After Isaac Royall Jr. fled to England at the outbreak of the Revolutionary War, the General Court confiscated his estate. The mansion was used during the early months of the Revolution by Generals Lee, Stark, and Sullivan, and was visited by George Washington who, according to legend, interrogated two British soldiers in the Marble Chamber.
After the Revolution, Washington’s secretary, Colonel Cary lived in the house for two years and in 1790 William Woodbridge kept a boarding and day school in the house. In 1804 the estate was returned to Isaac Royall Jr.’s heir, his granddaughter Elizabeth Royall Pepperrell Hutton, who sold the estate to Robert Fletcher for £16,000 in 1806.
Fletcher, in turn, sold portions of the property to a group of investors, and it was eventually sold (in 1810) to Jacob and Ruth (Dawes) Tidd. Jacob Tidd was a successful rum distiller who owned a fashionable home in Boston. The Royall estate was intended to be a summer home for him and his family, and he purchased many acres of land surrounding the house, which he used for the cultivation of flowers and fruit trees. After he passed away in 1821, Ruth Tidd lived in the house year-round until she died 40 years later in 1861. The house passed through several hands after this, and by the end of the 19th century had fallen into disrepair.
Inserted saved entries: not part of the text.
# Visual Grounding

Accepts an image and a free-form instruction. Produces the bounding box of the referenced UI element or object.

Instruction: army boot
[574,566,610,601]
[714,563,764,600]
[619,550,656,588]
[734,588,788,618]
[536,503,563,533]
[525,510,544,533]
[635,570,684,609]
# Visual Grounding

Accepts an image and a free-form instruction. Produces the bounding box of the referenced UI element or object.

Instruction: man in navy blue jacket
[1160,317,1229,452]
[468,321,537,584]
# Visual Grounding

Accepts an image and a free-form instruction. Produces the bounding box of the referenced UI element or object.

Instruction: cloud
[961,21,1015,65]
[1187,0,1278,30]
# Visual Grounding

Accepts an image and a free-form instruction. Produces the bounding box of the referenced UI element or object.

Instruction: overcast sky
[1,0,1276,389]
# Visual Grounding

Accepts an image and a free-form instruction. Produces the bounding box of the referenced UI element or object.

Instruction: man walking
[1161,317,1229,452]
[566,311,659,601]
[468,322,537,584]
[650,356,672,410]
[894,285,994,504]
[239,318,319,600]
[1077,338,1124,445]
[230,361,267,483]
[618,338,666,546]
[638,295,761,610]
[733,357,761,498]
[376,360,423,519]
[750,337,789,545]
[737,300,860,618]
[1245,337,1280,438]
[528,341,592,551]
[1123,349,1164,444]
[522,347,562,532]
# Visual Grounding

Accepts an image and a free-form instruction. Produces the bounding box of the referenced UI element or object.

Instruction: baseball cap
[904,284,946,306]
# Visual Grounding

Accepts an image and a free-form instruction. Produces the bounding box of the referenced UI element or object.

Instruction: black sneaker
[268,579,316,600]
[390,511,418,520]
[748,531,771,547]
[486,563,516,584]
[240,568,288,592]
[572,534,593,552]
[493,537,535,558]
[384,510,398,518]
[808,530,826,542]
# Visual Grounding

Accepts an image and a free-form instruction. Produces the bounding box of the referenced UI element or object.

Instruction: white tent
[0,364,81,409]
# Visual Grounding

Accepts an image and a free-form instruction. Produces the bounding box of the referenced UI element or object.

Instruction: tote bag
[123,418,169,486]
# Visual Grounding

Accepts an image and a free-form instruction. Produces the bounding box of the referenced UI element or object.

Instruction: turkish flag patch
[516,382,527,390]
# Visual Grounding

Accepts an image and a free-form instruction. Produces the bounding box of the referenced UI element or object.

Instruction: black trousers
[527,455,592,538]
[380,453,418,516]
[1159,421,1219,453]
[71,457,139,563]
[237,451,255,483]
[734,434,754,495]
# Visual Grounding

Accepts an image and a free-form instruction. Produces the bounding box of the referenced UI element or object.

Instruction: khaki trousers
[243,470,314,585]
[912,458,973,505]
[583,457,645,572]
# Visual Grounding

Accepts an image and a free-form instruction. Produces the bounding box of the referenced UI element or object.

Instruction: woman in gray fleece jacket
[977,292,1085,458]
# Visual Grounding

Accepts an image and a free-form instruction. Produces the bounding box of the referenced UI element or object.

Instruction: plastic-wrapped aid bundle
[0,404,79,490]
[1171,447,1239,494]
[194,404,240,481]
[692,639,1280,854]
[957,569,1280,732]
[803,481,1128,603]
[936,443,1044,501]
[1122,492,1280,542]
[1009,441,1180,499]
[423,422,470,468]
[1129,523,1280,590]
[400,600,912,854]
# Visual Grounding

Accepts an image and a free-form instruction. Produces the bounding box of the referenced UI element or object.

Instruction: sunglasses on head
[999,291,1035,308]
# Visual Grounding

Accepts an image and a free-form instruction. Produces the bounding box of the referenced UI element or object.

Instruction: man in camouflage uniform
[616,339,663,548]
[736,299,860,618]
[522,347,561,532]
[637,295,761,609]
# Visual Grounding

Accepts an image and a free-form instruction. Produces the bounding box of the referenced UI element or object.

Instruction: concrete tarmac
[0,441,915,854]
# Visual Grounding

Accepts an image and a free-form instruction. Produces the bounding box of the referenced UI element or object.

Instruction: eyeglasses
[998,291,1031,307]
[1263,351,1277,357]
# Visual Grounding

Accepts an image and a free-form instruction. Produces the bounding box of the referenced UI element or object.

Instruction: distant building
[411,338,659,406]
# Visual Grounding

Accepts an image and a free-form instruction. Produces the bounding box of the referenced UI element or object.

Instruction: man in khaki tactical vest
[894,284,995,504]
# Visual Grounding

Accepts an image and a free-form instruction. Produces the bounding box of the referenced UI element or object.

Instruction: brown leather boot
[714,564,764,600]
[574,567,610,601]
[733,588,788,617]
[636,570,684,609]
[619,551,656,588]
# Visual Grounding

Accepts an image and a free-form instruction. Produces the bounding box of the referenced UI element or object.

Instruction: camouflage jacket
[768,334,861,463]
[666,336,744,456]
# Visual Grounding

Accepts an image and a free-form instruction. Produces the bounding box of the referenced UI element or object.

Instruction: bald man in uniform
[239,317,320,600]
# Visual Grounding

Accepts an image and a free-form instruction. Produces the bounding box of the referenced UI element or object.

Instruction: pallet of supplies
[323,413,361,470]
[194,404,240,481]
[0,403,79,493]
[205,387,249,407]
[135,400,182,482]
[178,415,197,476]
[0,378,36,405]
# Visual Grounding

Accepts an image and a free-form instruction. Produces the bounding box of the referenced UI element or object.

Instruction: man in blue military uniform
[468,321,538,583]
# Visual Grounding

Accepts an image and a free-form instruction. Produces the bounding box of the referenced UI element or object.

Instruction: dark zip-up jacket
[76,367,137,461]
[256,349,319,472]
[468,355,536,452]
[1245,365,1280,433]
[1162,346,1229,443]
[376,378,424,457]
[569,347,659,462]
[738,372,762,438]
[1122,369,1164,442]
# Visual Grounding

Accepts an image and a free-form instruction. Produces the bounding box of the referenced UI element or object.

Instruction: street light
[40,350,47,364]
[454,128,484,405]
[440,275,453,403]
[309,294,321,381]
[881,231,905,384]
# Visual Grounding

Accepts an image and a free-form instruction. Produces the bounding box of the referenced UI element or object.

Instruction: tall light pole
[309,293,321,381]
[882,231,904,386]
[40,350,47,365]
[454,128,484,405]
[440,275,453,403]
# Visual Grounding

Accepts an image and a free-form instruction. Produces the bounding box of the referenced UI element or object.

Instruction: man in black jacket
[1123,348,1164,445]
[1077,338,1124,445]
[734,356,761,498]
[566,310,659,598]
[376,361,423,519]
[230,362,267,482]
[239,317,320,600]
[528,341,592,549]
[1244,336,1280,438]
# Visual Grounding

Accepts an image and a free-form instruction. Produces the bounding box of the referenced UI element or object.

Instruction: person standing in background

In 1898, the Sarah Bradlee Fulton Chapter of the Daughters of the American Revolution conceived the idea to preserve the Royall House “for the sake of its history and aesthetic value.” On Patriots Day they opened up the house to the public for a Loan Exhibition of colonial furnishings and valuable relics. In 1906 this group of women recruited a wider group of “patriotic men and women” and formed the Royall House Association. The group’s initial mission was to raise the $10,000 necessary to purchase the Royall House, the Slave Quarters, and three-quarters of an acre of surrounding land to be maintained as a museum, which they were able to do in April 1908. A number of interior and exterior restorations of the buildings and site have been conducted over the years, and in 1962, the Royall House was designated a National Historic Landmark. Today the Royall House Association (RHA) owns and operates the Royall House and Slave Quarters as a museum and educational resource.